Nous devons garantir l'absence, dans notre pays, d'infractions lucratives. Force est de constater qu'en 2024, la seule perspective du risque d'emprisonnement ne dissuade pas suffisamment les délinquants. Malheureusement, certaines personnes érigent même en modèle la délinquance et l'enrichissement illicite. C'est à nous, par le biais de cette proposition de loi et en poursuivant nos efforts, de remettre en cause plus frontalement cet enrichissement.
Je voudrais insister sur un point particulièrement cher au groupe que je préside : grâce à un amendement défendu par Naïma Moutchou, ces saisies et confiscations auront une vocation sociale. Depuis novembre 2021, l'Agrasc a la possibilité de mettre les biens immobiliers saisis à disposition d'associations ou de fondations reconnues d'utilité publique. Grâce à notre contribution, il sera désormais possible d'attribuer à ces associations et fondations des biens meubles d'origine criminelle et de les mettre ainsi au service de l'intérêt général. Il faut le faire entendre partout : le bien commun prendra toujours le pas sur les systèmes mafieux et leurs tentatives de déstabilisation de l'ordre social.
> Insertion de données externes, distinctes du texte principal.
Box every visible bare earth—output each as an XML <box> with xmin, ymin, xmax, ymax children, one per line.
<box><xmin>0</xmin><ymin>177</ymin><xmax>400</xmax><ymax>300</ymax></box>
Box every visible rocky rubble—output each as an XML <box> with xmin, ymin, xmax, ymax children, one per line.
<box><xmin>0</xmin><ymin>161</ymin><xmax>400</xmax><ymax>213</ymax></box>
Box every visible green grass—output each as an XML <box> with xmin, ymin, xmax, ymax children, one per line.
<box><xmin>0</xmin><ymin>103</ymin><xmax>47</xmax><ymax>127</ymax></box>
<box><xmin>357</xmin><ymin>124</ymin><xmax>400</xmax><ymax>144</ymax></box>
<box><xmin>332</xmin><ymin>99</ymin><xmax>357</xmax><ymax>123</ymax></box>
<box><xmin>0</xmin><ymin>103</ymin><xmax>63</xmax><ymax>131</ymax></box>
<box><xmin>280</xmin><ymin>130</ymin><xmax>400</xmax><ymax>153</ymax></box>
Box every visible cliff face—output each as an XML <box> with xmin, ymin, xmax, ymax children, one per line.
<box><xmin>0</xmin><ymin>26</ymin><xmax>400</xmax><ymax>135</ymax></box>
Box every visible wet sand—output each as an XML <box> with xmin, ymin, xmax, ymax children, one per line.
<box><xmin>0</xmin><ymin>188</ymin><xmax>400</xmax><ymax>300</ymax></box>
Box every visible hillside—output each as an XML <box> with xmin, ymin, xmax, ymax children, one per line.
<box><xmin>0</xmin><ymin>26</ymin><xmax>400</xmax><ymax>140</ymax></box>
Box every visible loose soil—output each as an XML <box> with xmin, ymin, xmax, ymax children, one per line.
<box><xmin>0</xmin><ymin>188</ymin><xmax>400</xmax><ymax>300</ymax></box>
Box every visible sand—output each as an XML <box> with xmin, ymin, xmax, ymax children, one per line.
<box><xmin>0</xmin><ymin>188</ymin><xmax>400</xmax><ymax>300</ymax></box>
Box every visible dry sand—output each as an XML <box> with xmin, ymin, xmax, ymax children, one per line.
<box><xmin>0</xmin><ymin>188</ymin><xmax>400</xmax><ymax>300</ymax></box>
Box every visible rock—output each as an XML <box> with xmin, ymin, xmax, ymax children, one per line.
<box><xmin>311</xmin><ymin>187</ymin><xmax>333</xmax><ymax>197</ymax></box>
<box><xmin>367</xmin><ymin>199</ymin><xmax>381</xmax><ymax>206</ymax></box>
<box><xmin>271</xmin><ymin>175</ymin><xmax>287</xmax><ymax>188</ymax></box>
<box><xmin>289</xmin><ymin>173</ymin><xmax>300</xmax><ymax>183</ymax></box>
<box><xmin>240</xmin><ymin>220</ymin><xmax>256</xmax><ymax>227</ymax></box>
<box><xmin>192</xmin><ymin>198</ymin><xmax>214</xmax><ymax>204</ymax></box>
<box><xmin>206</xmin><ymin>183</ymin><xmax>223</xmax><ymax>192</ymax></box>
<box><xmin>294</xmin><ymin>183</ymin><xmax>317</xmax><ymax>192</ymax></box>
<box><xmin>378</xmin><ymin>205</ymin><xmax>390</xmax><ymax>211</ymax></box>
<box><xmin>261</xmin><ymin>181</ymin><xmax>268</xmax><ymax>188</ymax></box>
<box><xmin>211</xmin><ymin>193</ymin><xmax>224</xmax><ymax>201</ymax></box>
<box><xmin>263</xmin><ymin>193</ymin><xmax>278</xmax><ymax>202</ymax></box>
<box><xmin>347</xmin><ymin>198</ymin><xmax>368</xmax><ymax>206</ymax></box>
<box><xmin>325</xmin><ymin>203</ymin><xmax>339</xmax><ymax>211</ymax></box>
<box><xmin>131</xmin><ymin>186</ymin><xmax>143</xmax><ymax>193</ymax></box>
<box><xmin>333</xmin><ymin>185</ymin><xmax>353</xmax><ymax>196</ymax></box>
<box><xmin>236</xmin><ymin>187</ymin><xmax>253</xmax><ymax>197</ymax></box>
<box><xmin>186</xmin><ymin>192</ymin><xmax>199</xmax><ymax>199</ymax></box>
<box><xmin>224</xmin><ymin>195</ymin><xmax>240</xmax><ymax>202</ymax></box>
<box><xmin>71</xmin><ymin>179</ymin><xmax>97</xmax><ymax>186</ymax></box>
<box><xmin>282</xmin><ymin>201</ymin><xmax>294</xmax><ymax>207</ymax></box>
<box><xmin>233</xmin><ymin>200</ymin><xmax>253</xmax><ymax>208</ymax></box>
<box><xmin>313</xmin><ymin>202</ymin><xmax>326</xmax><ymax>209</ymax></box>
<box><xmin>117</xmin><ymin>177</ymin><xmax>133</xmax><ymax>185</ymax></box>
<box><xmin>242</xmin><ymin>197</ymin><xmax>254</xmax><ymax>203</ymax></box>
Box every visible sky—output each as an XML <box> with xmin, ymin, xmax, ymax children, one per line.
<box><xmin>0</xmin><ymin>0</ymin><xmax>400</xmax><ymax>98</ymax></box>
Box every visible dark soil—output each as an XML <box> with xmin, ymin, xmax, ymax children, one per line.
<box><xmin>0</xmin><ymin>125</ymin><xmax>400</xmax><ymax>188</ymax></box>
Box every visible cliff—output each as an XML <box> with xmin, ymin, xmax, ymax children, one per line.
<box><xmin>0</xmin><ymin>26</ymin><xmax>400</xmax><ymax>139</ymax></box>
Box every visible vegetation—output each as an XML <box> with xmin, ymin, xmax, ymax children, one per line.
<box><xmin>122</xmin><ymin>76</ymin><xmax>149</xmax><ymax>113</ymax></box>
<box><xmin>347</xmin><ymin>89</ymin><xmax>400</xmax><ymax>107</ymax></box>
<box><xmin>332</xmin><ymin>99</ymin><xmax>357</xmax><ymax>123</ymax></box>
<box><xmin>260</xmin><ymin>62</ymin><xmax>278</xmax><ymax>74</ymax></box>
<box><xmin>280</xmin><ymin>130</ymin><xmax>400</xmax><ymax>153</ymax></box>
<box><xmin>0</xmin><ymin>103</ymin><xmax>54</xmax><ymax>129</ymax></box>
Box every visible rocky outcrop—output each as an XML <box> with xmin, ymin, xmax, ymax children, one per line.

Je conclurai en faisant écho à la volonté gouvernementale que vous avez exprimée, monsieur le garde des sceaux, de lier la confiscation des avoirs criminels à des dispositions prévues dans des textes à venir. Je ne parlerai que de celui qui m'a le plus intéressé, qui prévoit un statut pour les repentis, à savoir les personnes impliquées dans des délits et crimes dont la collaboration avec la justice a été déterminante pour démanteler les réseaux criminels. Je serai à vos côtés pour affronter le débat sur les collaborateurs de justice, débat dont l'importance est nationale. Vous connaissez notre détermination sans faille pour que ce dispositif soit enfin reconnu à sa juste valeur. Nous réussirons.